Bicycle stunts, rap music and modern dance -- all in the name of Einstein. Hardly E=mc2, but 100 years after Albert Einstein published three seminal research papers which changed scientific thinking about the universe forever, physicians are conscious they must rebrand their shunned science to appeal to young people. Einstein Year was launched in Britain this month at a youth driven ceremony at London's Science Museum where a BMX stunt rider performed an "Einstein flip", said to be the first bicycle stunt to be designed by a physicist.

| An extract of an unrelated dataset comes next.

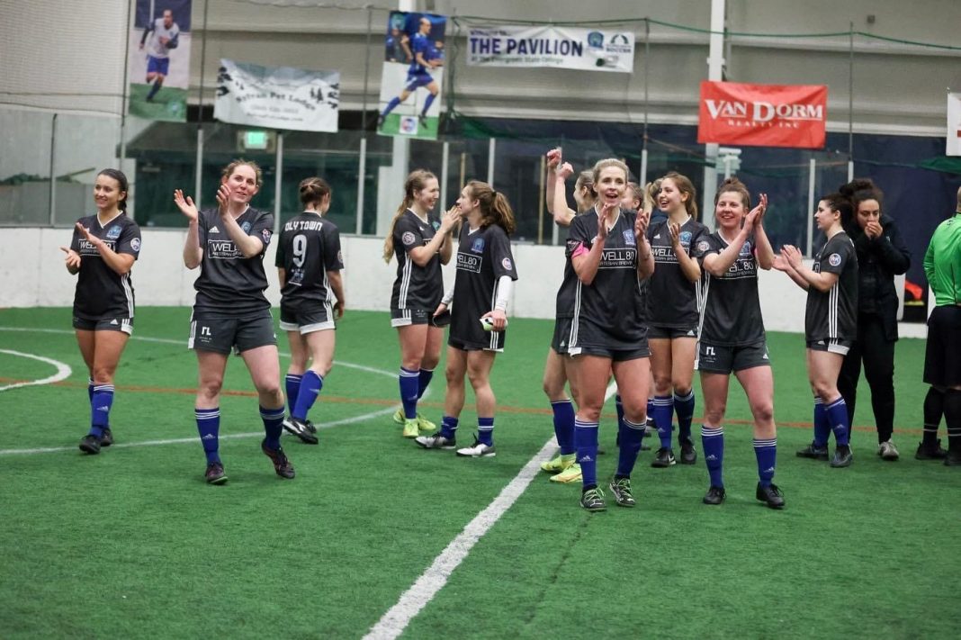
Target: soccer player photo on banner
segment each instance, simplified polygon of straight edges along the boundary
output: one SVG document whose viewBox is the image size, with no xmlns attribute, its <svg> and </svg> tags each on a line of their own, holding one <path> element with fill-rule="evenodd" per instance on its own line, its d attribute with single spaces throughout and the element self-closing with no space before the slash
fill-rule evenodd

"There tends to be a knee-jerk negative reaction about physics -- that it is boring and hard. What we are trying to do is change people's perceptions," said Caitlin Watson of the Institute of Physics (IoP) in London.

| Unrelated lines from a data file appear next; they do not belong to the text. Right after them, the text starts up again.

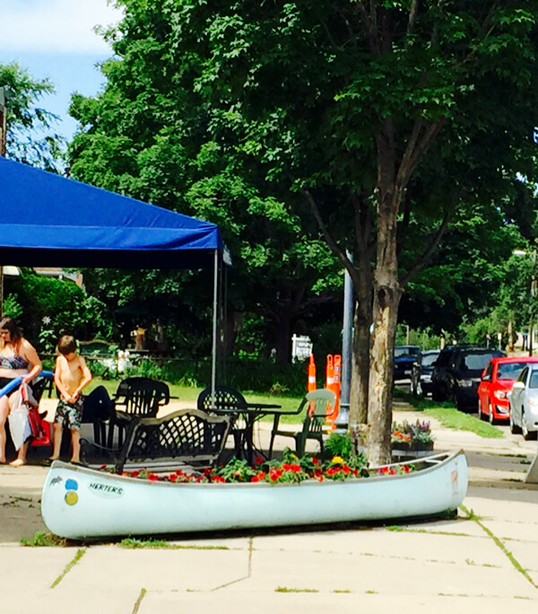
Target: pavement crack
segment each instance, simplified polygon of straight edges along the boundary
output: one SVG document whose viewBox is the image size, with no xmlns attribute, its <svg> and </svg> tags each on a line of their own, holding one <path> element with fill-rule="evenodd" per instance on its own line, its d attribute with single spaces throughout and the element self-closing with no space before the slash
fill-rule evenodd
<svg viewBox="0 0 538 614">
<path fill-rule="evenodd" d="M 134 602 L 134 607 L 133 608 L 133 614 L 136 614 L 140 609 L 140 605 L 142 603 L 142 600 L 145 597 L 147 591 L 143 588 L 142 591 L 140 592 L 140 594 L 138 595 L 138 599 Z"/>
<path fill-rule="evenodd" d="M 460 509 L 467 515 L 467 517 L 470 520 L 473 520 L 478 526 L 487 534 L 489 535 L 491 539 L 495 542 L 495 544 L 499 548 L 501 552 L 507 557 L 507 558 L 510 561 L 510 563 L 514 566 L 514 568 L 518 571 L 535 589 L 538 589 L 538 585 L 534 583 L 533 578 L 529 575 L 528 572 L 526 569 L 523 567 L 521 563 L 514 557 L 514 555 L 508 550 L 508 548 L 504 545 L 502 539 L 497 537 L 495 533 L 490 530 L 486 527 L 485 524 L 481 522 L 478 518 L 474 516 L 473 512 L 469 512 L 469 510 L 464 506 L 464 505 L 460 505 Z"/>
<path fill-rule="evenodd" d="M 247 575 L 243 575 L 240 578 L 236 578 L 235 580 L 231 580 L 230 582 L 226 582 L 223 584 L 220 584 L 219 586 L 215 586 L 211 590 L 212 592 L 214 591 L 219 591 L 221 588 L 226 588 L 227 586 L 230 586 L 231 584 L 237 584 L 239 582 L 243 582 L 243 580 L 248 580 L 248 578 L 252 575 L 252 552 L 254 551 L 254 539 L 252 537 L 248 538 L 248 566 L 247 566 Z"/>
<path fill-rule="evenodd" d="M 50 588 L 56 588 L 60 582 L 69 574 L 69 572 L 74 567 L 74 566 L 81 560 L 82 556 L 85 554 L 86 548 L 79 548 L 79 549 L 76 551 L 76 554 L 73 557 L 69 563 L 65 566 L 65 568 L 64 571 L 58 575 L 58 577 L 52 583 Z"/>
</svg>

"We want to show that physics is not about the stereotype of the mad scientist. Physicists are normal people doing normal things."
Rap artist DJ Vader has also been drafted in by organisers to rebrand physics as cool. His love song "Einstein (not enough time)" has been adopted as the theme tune for the year-long celebrations across Britain.
It is unlikely he will ever replace Einstein as the face of science. Einstein's iconic image is known the world over.
"We remember (him) now mainly as an older man, the benign and unkempt sage on a poster and T-shirt," said Professor Martin Rees of Cambridge University.
"That's surprising because his great work was well over by the time he was 40. At that time (1905) ... he was a nattily dressed young professor. In a way, the icon is rather different from the man who made these great achievements."
Some people say the celebrations marking Einstein's annus mirabilis border on being irreverent.
"Of course, physics is a science used in all kinds of applications in technology, the environment etcetera, and anything we can do, even if it means dumbing down to enthuse young people about physics, is surely excellent," said Rees.
Einstein loved music and cycling. He was also a school drop-out.
He did so badly at school his teachers told his parents to take him out because he was "too stupid to learn" and it would be a waste of resources to invest time and energy in his education. The school suggested that his parents get him an easy, manual labour job as soon as they could.
He did finally graduate from the Polytechnic School in Zurich, but could not find a job in a university so he worked for the Swiss Patent Office and spent his spare time working on theoretical physics problems.
In 1905 while still at the patent office and at just 26 years of age, he published three papers in the leading German physics journal, Annalen der Physik.
The papers on Brownian motion, the photoelectric effect and special relativity contained explanations and ideas that changed the way we view the world. His work on photoelectric effect earned him a Nobel Prize in 1921.
Many of the great breakthroughs of the past century -- quantum theory, the computer revolution, nuclear power, lasers, space travel, Global Positioning Systems -- can in some way be put down to Einstein's genius.
In Britain, physics is declining in popularity. In the past decade, several of the country's university physics departments have closed.
It is in this light that physics is changing its lure. Vader's rap number is a prime example of the new marketing strategy.
He was inspired to "mix" the tune after spotting a quote from Einstein on a greeting card in a record shop. The quote reads: "When a man sits with a pretty girl for an hour, it seems like a minute. But let him sit on a hot stove for a minute -- and it's longer than any hour. That's relativity."
"I thought yeah I like that and I jumped on the idea -- my song is about a boy who wants more time with his girl. The boy wants to travel at the speed of light -- 'cause that's when time freezes -- so he can spend more time with his girl," Vader said.
The relaunch of physics is as varied as Einstein's theories.
A modern dance production inspired by his theory of relativity will premiere in London later this year. The show, called "Constant Speed", has also been commissioned by the IoP.
"In Einstein Year we are trying to use activities which already interest young people and then use that as the hook to show them that physics is all around us," said Watson.
In 1933, Einstein escaped the persecution of Jews by Nazi Germany by accepting a position at the Institute for Advanced Study at Princeton in the United States where he spent the rest of his life. He was a pacifist and although he initially supported the use of atomic weapons as a deterrent in World War Two he later campaigned for nuclear disarmament and world peace. He died in 1955 of heart failure.